🤖 AI Summary
This work addresses the performance degradation of multi-class anomaly detection under a large number of categories, where the complex and heterogeneous distribution of normal samples poses significant challenges. The authors propose DPDiff-AD, a novel diffusion-based model that uniquely integrates dual-scale prototype mechanisms—local and global—into the diffusion framework. Local prototypes aggregate neighboring features to capture fine-grained structural patterns, while global prototypes regularize the overall feature geometry via optimal transport constraints. A prototype-aware attention mechanism further guides the diffusion process to accurately reconstruct normality in high-dimensional, large-scale category spaces. Extensive experiments on five benchmark datasets demonstrate the method’s effectiveness, achieving state-of-the-art results with absolute gains of 5.3% and 2.9% in image-level and pixel-level AUROC, respectively, on a 160-class setting, while maintaining stable performance as the number of categories scales.
📝 Abstract
Multi-class anomaly detection aims to build unified models across diverse product categories.

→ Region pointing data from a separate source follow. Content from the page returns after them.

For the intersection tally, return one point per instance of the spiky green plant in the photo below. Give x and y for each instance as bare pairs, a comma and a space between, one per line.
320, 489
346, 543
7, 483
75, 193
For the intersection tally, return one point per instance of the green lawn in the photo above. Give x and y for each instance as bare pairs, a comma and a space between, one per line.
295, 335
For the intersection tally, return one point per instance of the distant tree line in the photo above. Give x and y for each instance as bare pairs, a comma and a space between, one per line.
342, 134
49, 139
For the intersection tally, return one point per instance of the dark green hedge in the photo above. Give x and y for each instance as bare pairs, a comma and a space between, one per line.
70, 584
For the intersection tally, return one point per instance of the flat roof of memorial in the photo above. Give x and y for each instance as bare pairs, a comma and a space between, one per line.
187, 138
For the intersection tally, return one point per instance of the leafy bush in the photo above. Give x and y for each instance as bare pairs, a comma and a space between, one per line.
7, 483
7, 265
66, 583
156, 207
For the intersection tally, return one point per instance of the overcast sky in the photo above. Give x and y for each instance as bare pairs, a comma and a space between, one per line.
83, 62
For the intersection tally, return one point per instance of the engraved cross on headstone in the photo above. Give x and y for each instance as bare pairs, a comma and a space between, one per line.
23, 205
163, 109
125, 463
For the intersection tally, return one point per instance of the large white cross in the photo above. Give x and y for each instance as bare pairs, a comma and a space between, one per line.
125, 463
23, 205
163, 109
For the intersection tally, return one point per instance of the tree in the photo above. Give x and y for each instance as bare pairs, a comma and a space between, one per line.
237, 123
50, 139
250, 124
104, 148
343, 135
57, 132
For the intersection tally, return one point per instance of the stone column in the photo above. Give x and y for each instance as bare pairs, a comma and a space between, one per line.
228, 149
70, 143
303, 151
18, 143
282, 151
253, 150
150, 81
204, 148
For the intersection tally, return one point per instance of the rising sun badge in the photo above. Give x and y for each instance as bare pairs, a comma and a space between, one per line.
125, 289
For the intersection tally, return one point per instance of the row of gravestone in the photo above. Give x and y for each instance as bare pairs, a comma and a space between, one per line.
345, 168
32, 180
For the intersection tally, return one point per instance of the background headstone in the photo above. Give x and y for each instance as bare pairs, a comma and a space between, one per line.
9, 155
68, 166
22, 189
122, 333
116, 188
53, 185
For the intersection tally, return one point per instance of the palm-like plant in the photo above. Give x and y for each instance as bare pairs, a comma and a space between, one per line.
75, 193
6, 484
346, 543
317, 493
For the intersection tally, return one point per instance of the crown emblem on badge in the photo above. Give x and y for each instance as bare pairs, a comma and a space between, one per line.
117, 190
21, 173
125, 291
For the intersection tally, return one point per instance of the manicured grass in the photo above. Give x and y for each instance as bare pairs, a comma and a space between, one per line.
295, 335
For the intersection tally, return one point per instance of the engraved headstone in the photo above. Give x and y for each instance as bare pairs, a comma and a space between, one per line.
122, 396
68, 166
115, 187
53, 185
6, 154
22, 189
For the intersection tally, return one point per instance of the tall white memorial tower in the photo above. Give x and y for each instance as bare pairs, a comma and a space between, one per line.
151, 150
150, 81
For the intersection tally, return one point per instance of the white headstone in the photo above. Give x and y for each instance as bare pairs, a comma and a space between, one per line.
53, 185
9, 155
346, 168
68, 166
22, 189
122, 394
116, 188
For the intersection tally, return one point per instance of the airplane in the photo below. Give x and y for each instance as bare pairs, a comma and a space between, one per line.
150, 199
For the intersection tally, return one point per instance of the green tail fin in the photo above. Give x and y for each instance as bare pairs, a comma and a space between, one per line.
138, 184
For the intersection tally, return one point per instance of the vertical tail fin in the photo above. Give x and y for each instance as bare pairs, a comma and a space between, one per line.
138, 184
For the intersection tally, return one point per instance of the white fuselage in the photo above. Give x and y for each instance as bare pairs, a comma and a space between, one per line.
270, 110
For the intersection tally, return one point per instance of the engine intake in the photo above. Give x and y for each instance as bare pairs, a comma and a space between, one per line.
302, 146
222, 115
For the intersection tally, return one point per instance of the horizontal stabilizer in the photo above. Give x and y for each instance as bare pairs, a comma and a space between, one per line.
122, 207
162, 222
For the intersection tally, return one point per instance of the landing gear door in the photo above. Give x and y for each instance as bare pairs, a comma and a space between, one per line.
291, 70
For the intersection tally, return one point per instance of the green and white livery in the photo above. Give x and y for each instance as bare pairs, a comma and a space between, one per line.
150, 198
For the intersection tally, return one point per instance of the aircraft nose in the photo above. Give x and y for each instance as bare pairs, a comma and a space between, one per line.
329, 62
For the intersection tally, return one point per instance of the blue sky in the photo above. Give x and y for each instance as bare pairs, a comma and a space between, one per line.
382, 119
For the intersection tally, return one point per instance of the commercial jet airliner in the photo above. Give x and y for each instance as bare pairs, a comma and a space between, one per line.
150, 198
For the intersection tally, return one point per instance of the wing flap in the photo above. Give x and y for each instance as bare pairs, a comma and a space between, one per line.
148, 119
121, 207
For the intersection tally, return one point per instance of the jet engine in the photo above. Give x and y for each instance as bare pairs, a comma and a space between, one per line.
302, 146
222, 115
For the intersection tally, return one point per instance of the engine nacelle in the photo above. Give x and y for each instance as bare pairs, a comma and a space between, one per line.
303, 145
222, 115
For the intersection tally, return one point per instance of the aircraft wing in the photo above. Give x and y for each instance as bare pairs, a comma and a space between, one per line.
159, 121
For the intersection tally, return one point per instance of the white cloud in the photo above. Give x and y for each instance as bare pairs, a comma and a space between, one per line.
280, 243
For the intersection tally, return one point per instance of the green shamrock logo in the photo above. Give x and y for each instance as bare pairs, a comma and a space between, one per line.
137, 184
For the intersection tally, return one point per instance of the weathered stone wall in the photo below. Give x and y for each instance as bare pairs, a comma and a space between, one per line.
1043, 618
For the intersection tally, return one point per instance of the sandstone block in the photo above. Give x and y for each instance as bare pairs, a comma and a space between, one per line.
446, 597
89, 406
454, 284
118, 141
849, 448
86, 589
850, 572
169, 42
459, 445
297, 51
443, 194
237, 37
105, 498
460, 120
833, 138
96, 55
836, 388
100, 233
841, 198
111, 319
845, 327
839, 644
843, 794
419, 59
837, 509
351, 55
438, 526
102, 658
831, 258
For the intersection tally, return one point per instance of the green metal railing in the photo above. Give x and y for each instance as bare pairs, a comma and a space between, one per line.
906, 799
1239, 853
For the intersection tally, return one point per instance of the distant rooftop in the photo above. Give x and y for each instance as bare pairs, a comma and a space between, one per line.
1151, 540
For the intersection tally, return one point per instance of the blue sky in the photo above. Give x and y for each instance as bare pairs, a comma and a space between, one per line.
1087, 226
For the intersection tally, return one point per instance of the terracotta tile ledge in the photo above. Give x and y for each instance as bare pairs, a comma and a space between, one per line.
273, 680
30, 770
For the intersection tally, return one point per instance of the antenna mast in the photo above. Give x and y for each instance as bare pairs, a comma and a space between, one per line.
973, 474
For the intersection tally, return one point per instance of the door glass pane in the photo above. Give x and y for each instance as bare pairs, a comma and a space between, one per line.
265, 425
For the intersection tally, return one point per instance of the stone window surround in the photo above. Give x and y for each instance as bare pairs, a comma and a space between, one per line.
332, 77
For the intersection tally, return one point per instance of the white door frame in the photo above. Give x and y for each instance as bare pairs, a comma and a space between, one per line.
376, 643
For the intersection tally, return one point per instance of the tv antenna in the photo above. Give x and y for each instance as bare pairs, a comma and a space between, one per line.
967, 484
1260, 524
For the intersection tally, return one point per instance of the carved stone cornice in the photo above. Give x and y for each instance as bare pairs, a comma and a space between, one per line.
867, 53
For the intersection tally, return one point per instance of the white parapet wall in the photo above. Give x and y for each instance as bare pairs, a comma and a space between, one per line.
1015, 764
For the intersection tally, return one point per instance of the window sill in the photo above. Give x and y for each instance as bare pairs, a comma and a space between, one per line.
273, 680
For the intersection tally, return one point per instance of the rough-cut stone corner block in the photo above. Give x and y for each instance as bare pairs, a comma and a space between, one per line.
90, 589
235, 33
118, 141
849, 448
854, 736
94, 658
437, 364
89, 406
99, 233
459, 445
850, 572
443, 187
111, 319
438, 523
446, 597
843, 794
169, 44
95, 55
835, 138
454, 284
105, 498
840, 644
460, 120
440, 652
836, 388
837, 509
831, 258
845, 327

However, as the number of categories grows, its performance often degrades due to increasingly complex and heterogeneous normal distributions. To address this challenge, we propose DPDiff-AD, a Dual Prototype-conditioned Diffusion model for large-scale multi-class Anomaly Detection. DPDiff-AD models heterogeneous normal distributions through complementary local and global prototypes. Local prototypes capture representative fine-grained structural patterns via nearest-prototype aggregation, while global prototypes regulate holistic feature geometry through optimal transport regularization. Together, these dual-scale representations define a structured normality space. This space is refined through diffusion-based reconstruction conditioned on both local and global prototypes via prototype-aware attention. By jointly leveraging dual prototypes during generation, DPDiff-AD achieves precise normality modeling, preserves structured separability as category cardinality grows, and enables scalable anomaly discrimination. Extensive experiments across five benchmarks demonstrate the effectiveness and scalability of DPDiff-AD. On the 160-category large-scale dataset, it improves image- and pixel-level AUROC by 5.3 and 2.9 points over the previous state-of-the-art method Dinomaly+, while maintaining stable performance as category cardinality increases.